A prestigious boiler-making firm could move to Keighley as part of a century-spanning galaxy-crossing new project.

Steam-train engineering would be taught alongside space-age science at Keighley College in a linkup with local tourist attractions. The town could become a centre of excellence for all kinds of transport while attracting tourists, businesses and talented students.

The multi-stranded initiative involves spacecraft, steam locomotives, vintage buses, airliners and modern-day cars.

It would grow out of various Keighley College developments tied-in with its proposed move to a new £23 million Dalton Lane campus.

One strand could bring to Keighley a 202-year-old firm that repairs traction engines and steam locomotives used by leading heritage railways. Another will see Keighley College and Skipton's Craven College training staff at Leeds Bradford Airport in skills ranging from management to aeronautics.

A third aspect could bring together Keighley College, Keighley and Worth Valley Railway and the planned new Keighley Bus Museum to provide joint training and work experience.

There would also be potential for increasing tourism, as well as links to the college's new £1.5 million Science Technology and Aeronautics Regional Centre.

College principal David Gates said that while there were several separate projects, together they could put Keighley on the map in relation to transportation.

He said the college was perfectly placed to provide the foundation skills common to all engineering, whether steam or space.

It could also provide specialist engineering courses -- with hands-on experience repairing vintage buses and locomotives -- as well as associated subjects like heritage studies, management and customer service.

He said: "We could make more of that -- a heritage centre where the skills regarding transport are taught. It could even be a working museum."

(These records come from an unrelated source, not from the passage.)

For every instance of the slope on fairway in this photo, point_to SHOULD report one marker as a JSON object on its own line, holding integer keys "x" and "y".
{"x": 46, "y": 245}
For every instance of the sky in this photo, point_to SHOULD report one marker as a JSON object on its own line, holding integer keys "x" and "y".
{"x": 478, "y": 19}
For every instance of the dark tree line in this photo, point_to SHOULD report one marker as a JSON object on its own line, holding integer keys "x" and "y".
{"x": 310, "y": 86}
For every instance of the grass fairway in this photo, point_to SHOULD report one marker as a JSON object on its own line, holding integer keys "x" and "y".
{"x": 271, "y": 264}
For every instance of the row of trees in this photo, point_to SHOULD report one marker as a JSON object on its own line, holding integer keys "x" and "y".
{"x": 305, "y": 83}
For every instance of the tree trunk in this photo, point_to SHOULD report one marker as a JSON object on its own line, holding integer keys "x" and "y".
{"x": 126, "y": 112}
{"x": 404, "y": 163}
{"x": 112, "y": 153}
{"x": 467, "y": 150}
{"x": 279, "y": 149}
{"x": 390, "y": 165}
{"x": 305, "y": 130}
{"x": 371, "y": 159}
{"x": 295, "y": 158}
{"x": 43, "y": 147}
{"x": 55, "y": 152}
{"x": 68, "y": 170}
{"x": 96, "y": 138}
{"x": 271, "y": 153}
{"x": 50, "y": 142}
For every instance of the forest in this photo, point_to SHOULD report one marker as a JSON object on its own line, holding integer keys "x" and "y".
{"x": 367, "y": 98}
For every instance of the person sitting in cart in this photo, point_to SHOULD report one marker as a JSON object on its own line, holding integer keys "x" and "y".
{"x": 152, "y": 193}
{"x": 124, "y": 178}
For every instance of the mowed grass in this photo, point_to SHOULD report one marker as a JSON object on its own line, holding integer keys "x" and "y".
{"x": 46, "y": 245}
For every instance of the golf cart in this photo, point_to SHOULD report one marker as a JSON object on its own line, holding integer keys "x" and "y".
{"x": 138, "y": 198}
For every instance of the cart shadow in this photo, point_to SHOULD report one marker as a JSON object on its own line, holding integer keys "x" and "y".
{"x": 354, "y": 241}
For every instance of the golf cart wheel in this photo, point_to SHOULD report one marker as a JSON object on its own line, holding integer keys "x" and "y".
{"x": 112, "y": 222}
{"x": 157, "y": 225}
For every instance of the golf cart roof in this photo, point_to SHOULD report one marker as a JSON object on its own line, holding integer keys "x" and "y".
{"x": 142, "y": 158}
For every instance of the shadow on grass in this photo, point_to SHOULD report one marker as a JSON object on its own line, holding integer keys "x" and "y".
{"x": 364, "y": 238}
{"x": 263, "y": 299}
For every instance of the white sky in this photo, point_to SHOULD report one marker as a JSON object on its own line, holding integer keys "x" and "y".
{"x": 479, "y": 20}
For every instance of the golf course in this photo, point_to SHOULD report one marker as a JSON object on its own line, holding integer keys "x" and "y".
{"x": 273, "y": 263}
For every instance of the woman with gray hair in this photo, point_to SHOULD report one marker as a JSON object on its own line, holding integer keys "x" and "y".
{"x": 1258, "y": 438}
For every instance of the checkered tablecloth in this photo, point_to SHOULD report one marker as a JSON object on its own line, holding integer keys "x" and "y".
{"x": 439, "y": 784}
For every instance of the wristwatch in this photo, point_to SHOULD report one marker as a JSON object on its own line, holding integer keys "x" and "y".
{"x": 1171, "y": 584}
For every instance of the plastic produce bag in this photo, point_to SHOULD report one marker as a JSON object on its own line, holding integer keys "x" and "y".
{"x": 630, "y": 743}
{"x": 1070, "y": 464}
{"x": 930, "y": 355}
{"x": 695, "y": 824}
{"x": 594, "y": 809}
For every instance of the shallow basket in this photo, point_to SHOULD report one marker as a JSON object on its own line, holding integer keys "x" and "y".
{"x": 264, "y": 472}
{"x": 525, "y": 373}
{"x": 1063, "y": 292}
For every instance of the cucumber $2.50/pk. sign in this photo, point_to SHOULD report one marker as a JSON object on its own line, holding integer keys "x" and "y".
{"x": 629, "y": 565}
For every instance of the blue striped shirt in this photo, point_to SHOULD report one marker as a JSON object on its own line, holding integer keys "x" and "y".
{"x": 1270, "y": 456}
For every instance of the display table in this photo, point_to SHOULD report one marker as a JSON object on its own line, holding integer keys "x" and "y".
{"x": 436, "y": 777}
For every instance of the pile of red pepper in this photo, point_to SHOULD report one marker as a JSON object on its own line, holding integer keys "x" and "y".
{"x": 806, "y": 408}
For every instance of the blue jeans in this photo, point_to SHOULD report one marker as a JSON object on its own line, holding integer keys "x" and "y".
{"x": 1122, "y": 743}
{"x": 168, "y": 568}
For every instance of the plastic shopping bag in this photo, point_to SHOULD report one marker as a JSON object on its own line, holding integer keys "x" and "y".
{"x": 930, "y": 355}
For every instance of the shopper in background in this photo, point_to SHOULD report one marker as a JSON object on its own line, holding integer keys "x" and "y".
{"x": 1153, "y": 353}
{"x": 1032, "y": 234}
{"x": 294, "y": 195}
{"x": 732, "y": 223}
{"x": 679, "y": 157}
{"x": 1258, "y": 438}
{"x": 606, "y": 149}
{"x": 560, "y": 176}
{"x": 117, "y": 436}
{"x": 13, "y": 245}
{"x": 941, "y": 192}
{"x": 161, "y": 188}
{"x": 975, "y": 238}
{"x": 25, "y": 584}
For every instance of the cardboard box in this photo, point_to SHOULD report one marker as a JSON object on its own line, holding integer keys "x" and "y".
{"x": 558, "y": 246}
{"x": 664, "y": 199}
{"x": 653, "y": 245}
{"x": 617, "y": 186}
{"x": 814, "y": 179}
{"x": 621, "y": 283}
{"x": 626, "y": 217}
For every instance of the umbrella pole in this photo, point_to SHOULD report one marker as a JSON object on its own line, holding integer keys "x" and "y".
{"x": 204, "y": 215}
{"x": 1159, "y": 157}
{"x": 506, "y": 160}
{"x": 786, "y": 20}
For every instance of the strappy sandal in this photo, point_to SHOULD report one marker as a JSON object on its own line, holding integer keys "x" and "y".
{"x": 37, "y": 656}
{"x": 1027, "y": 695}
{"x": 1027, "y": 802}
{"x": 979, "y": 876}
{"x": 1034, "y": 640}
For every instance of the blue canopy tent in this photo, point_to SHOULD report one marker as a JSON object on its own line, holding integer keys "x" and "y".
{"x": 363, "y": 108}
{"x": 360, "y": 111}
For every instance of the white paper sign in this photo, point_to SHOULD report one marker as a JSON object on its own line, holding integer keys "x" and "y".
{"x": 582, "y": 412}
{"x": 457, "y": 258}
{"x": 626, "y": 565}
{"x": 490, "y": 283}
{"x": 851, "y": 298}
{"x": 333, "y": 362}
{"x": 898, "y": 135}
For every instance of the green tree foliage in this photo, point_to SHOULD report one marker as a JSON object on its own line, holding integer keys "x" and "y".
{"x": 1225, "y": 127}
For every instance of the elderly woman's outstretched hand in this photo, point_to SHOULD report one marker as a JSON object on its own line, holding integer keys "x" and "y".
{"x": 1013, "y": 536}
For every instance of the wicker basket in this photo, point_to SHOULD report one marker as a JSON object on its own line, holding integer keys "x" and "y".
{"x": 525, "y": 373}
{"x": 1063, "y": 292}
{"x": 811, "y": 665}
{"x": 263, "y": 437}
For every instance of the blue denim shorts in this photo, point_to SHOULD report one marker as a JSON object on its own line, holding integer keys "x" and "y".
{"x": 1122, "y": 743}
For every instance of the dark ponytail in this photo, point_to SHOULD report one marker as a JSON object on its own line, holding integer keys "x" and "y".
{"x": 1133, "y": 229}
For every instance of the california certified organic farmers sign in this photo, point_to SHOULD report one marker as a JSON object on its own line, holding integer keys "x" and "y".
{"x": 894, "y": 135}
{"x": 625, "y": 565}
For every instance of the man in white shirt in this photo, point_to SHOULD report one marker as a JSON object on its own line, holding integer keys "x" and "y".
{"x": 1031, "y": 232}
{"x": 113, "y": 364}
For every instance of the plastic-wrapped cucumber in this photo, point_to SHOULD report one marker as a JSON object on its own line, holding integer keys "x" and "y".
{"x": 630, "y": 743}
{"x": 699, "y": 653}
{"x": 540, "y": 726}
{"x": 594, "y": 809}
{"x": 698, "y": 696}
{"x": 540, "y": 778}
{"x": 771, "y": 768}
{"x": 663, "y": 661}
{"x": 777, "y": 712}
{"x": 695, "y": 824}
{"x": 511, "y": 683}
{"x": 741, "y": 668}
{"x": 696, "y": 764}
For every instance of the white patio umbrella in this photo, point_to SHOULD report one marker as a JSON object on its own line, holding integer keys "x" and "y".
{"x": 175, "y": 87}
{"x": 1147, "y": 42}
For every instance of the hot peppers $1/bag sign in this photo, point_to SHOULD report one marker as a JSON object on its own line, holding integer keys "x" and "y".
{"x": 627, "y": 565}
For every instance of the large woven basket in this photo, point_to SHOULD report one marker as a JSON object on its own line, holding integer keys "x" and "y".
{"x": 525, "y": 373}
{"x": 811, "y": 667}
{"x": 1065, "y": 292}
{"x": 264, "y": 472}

Mr Gates believed there would be scope for jobs with the growing number of heritage centres and steam railway lines around the country.

The initiative is being driven by Keighley College's involvement in the recently formed Transport and Engineering Skills Training Trust.

Members, who include the Traction Engine Trust and the National Railway Museum, hope to preserve traditional engineering skills that may still be needed.

TESTS is led by 202-year-old Bradford boiler-making firm Israel Walton, which specialises in traction engines and repairing steam locomotives. Among its customers are many preservation societies including the Keighley and Worth Valley Railway and the Ingrow Carriages Trust.

Under the TESTS plan -- being devised with government development agency Yorkshire Forward -- Israel Walton would be transformed into a new company focusing on young apprentices

Mr George Walton said: "The college with my input would develop some courses. We have David Gates firmly on board. We've been looking for new premises within the Bradford district. We'd prefer it to be Keighley."

One potential site is believed to be be a strip of land owned by the Keighley and Worth Valley Railway (KWVR), between Parkwood and Ingrow on the disused Great Northern rail line. Talks have been going on for about three months with the KWVR.

But in a written statement KWVR secretary David Pearson said: "The railway has no proposals to build a boiler works on its land, it has no internal proposals to take over any company of any sort, nor has it received any proposals from any external party to undertake such a project."